The comment on how one can do the most good is in that vein.
“In a future world where carbon pollution is priced appropriately to prevent catastrophic climate change, we will be interested in any power scheme that can at low cost put extra carbon down a hole in the ground. Such carbon-neutralization schemes might permit us to continue flying at 2004 levels (while oil lasts). In 2004, average UK emissions of CO2 from flying were about 0.5 t CO2 per year per person. Accounting for the full greenhouse impact of flying, perhaps the effective emissions were about 1 t CO2e per year per person. Now, in all five of these plans I assumed that one eighth of the UK was devoted to the production of energy crops which were then used for heating or for combined heat and power. If instead we directed all these crops to power stations with carbon capture and storage – the “clean-coal” plants that featured in three of the plans – then the amount of extra CO2 captured would be about 1 t of CO2 per year per person. If the municipal and agricultural waste incinerators were located at clean-coal plants too so that they could share the same chimney, perhaps the total captured could be increased to 2 t CO2 per year per person. This arrangement would have additional costs: the biomass and waste might have to be transported further; the carbon-capture process would require a significant fraction of the energy from the crops; and the lost building-heating would have to be replaced by more air-source heat pumps. But, if carbon-neutrality is our aim, it would be worth planning ahead by seeking to locate new clean-coal plants with waste incinerators in regions close to potential biomass plantations.”

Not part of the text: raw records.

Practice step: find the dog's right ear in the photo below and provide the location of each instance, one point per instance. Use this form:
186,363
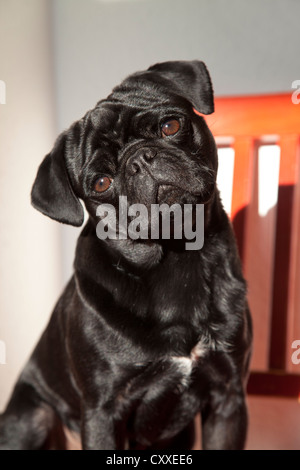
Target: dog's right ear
52,192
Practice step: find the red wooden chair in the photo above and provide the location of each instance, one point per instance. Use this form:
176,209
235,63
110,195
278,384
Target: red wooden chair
269,243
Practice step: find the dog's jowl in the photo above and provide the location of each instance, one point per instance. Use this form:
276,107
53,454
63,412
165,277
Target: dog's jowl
147,333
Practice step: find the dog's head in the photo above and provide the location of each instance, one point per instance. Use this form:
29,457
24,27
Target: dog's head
147,141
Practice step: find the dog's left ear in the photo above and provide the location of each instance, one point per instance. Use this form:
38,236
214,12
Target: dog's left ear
52,192
192,80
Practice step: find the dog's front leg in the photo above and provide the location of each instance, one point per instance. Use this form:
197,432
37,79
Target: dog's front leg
99,431
224,422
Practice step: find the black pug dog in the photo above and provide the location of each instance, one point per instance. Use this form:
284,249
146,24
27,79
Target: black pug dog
147,333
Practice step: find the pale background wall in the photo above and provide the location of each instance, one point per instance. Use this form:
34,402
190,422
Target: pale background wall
30,267
58,57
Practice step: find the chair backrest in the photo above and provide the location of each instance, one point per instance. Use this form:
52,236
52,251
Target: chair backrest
259,180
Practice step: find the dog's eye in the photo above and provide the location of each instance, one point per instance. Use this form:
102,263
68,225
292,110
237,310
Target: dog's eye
170,127
102,184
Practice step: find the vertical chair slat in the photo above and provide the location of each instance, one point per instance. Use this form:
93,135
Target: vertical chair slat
283,283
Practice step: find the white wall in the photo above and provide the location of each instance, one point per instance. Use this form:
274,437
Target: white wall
30,275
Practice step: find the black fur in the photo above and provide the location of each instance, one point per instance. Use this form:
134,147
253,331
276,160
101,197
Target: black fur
146,333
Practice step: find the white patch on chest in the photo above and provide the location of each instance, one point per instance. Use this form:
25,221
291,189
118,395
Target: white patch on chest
186,364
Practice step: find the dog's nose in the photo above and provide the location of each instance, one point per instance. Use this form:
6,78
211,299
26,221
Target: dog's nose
139,160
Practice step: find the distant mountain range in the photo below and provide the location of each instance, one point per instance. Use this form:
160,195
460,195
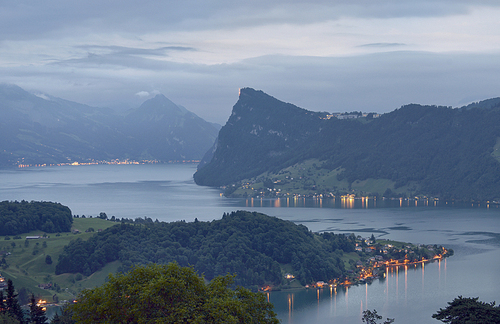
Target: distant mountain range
272,148
47,130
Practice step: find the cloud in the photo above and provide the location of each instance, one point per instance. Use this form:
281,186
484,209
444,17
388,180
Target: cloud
142,94
321,55
382,45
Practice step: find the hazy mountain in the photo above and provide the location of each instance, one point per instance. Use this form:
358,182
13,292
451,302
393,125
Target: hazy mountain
37,129
429,150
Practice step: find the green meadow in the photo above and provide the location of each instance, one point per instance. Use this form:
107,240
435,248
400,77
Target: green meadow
27,266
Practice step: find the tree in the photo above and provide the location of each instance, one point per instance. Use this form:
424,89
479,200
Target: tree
66,316
170,294
5,318
12,306
37,314
370,317
468,310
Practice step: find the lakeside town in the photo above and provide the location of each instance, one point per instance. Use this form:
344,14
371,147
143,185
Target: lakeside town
111,162
375,259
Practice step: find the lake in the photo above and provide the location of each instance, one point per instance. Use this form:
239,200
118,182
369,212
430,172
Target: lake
167,192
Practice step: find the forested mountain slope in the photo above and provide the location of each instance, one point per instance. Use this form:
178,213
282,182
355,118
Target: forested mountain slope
252,245
436,151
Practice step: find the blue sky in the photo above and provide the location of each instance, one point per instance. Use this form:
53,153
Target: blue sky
320,55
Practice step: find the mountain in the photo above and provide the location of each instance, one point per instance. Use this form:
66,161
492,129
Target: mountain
169,126
48,130
272,148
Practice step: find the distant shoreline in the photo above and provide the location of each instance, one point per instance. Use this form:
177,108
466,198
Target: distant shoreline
111,162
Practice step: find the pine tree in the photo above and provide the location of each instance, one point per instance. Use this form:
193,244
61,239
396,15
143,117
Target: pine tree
3,308
37,314
12,304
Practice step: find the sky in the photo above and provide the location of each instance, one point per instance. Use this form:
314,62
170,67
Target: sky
334,55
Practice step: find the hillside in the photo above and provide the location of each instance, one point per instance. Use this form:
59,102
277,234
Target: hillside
48,130
257,247
272,148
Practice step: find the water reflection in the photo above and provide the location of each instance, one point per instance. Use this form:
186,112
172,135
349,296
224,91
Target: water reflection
351,202
350,302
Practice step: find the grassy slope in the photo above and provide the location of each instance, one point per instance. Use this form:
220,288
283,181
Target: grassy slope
308,178
28,270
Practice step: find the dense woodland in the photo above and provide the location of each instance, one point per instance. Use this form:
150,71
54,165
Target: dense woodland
23,217
251,245
440,151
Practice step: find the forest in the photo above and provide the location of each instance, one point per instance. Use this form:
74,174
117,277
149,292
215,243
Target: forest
255,247
444,152
23,217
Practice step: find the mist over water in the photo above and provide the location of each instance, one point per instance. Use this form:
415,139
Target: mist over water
167,192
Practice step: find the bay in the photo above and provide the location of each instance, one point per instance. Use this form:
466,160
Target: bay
167,192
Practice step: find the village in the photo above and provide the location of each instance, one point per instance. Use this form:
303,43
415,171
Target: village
377,258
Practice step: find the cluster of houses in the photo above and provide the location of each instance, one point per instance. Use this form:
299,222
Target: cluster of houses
350,116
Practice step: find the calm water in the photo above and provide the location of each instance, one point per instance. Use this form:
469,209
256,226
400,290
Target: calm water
168,193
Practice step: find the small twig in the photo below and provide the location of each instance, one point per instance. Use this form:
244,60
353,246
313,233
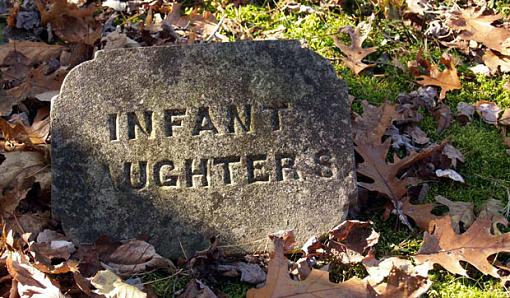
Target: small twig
183,251
218,26
160,279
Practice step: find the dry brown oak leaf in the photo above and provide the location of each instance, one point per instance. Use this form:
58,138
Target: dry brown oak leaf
460,212
445,247
474,25
317,284
496,62
355,52
368,133
447,80
70,23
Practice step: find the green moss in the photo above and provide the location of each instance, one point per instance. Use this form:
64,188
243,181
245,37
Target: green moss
165,285
447,285
486,167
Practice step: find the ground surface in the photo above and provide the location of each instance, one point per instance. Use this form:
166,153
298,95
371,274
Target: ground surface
486,168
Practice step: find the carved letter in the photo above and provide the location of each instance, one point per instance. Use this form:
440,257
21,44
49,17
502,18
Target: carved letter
233,117
276,116
203,122
324,164
113,125
173,118
190,171
226,161
285,167
134,126
130,171
255,166
161,173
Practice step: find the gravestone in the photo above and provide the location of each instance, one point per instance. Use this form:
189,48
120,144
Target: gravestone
183,143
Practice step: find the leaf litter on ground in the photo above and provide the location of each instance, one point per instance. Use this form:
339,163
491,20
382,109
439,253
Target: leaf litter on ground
44,261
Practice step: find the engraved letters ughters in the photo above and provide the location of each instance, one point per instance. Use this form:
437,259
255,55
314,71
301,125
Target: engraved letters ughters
168,173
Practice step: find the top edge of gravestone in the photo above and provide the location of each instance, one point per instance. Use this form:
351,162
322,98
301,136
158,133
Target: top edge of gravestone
103,55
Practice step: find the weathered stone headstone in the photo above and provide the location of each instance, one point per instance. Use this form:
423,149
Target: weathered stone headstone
183,143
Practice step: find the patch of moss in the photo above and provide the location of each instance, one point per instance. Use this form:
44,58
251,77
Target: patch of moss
486,167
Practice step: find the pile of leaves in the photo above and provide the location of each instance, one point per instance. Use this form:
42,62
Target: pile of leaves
396,160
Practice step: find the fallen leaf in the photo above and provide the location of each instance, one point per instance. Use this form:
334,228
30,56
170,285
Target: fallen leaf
496,62
112,286
465,112
368,133
473,24
445,247
34,52
136,256
69,22
289,239
419,7
37,82
352,240
18,172
450,173
460,213
453,154
447,79
396,277
489,111
317,284
250,273
442,114
355,53
494,209
481,69
421,213
31,282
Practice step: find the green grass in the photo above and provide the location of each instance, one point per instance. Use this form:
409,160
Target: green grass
486,169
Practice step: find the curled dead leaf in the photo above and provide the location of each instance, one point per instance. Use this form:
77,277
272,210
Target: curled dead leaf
355,53
279,284
447,79
445,247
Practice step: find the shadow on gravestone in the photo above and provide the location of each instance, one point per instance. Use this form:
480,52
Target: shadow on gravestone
184,143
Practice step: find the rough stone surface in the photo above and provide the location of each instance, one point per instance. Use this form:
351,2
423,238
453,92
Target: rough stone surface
135,130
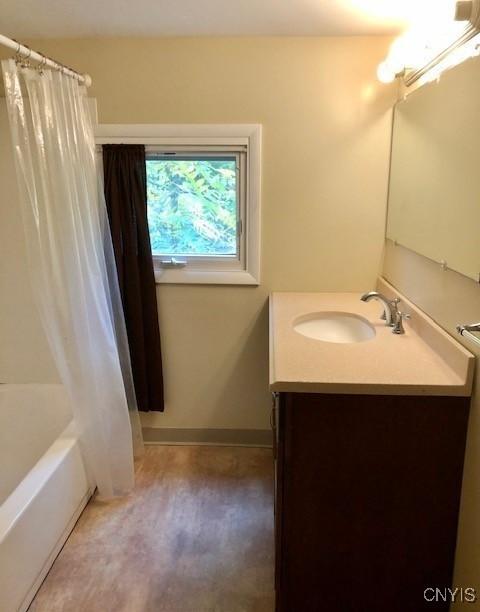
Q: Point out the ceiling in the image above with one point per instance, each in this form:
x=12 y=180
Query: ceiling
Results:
x=96 y=18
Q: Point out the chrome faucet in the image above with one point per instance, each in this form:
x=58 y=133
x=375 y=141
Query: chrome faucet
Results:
x=390 y=307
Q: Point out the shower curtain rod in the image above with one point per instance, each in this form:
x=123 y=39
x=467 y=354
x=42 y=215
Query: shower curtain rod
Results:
x=28 y=53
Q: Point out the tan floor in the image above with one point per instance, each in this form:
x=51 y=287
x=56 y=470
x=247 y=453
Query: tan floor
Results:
x=195 y=536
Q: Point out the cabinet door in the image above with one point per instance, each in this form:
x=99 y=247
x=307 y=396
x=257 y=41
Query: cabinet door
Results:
x=370 y=490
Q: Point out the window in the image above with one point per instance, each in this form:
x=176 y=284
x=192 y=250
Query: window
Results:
x=203 y=184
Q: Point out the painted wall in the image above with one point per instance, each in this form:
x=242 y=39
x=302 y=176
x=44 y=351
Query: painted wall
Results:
x=450 y=298
x=24 y=353
x=325 y=161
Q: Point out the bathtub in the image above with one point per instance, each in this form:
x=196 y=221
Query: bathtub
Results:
x=43 y=487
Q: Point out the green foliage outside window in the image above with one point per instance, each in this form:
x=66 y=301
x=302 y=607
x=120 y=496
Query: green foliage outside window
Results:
x=192 y=206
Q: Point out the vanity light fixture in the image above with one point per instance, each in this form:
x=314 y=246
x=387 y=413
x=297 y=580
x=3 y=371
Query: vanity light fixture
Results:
x=419 y=55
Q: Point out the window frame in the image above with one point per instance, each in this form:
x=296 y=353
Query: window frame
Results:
x=202 y=138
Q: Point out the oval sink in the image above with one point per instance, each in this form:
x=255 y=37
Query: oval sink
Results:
x=340 y=327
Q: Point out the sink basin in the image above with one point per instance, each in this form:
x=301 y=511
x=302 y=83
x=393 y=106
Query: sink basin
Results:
x=340 y=327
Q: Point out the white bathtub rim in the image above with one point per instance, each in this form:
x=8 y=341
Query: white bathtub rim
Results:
x=21 y=497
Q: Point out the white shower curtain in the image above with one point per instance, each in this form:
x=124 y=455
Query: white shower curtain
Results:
x=72 y=266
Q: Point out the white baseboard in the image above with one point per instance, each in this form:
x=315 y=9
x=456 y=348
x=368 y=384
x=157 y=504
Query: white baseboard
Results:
x=55 y=552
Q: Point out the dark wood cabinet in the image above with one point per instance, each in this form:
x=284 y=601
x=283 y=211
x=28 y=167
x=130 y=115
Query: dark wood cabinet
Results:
x=366 y=502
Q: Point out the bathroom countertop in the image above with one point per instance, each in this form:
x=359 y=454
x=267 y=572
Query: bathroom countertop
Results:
x=423 y=361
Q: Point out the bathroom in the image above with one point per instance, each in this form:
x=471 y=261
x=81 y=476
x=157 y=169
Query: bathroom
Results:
x=295 y=91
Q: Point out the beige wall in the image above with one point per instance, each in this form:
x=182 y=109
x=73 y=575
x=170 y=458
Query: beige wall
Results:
x=24 y=353
x=450 y=298
x=326 y=142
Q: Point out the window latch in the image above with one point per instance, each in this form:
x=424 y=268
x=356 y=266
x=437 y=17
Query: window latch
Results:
x=172 y=263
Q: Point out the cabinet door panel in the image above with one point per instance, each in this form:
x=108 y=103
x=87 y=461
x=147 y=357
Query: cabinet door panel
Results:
x=371 y=489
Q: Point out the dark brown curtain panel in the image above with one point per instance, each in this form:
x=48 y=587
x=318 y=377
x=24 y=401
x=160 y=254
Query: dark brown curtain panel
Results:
x=126 y=199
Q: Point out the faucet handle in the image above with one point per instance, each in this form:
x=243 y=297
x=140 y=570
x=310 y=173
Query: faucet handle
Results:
x=398 y=327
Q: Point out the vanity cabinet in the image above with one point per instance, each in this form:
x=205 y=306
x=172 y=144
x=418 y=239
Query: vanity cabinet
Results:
x=366 y=500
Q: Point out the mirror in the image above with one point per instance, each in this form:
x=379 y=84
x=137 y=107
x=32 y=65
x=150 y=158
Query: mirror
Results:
x=434 y=191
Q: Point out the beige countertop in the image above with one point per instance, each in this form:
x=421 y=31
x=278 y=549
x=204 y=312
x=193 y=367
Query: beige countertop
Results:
x=424 y=361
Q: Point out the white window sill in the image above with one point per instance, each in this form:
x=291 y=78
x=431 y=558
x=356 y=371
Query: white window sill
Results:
x=203 y=277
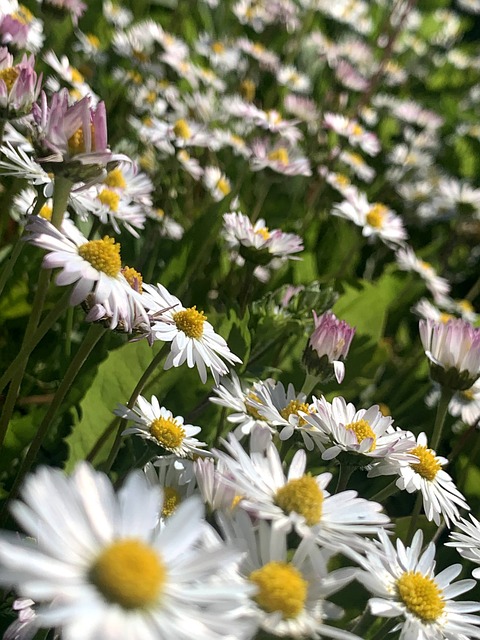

Before we go into details of how to capture carbon from thin air, let’s discuss the unavoidable energy cost of carbon capture. Whatever technologies we use, they have to respect the laws of physics, and unfortunately grabbing CO2 from thin air and concentrating it requires energy. The laws of physics say that the energy required must be at least 0.2 kWh per kg of CO2 (table 31.5). Given that real processes are typically 35% efficient at best, I’d be amazed if the energy cost of carbon capture is ever reduced below 0.55 kWh per kg.
Now, let’s assume that we wish to neutralize a typical European’s CO2 output of 11 tons per year, which is 30 kg per day per person. The energy required, assuming a cost of 0.55 kWh per kg of CO2, is 16.5 kWh per day per person. This is exactly the same as British electricity consumption. So powering the giant vacuum cleaner may require us to double our electricity production – or at least, to somehow obtain extra power equal to our current electricity production.
The best plants in Europe capture carbon at a rate of roughly 10 tons of dry wood per hectare per year – equivalent to about 15 tons of CO2 per hectare per year – so to fix a European’s output of 11 tons of CO2 per year we need 7500 square metres of forest per person. This required area of 7500 square metres per person is twice the area of Britain per person. And then you’d have to find somewhere to permanently store 7.5 tons of wood per person per year! At a density of 500 kg per m3, each person’s wood would occupy 15 m^3 per year. A lifetime’s wood – which, remember, must be safely stored away and never burned – would occupy 1000 m^3. That’s five times the entire volume of a typical house. If anyone proposes using trees to undo climate change, they need to realise that country-sized facilities are required. I don’t see how it could ever work.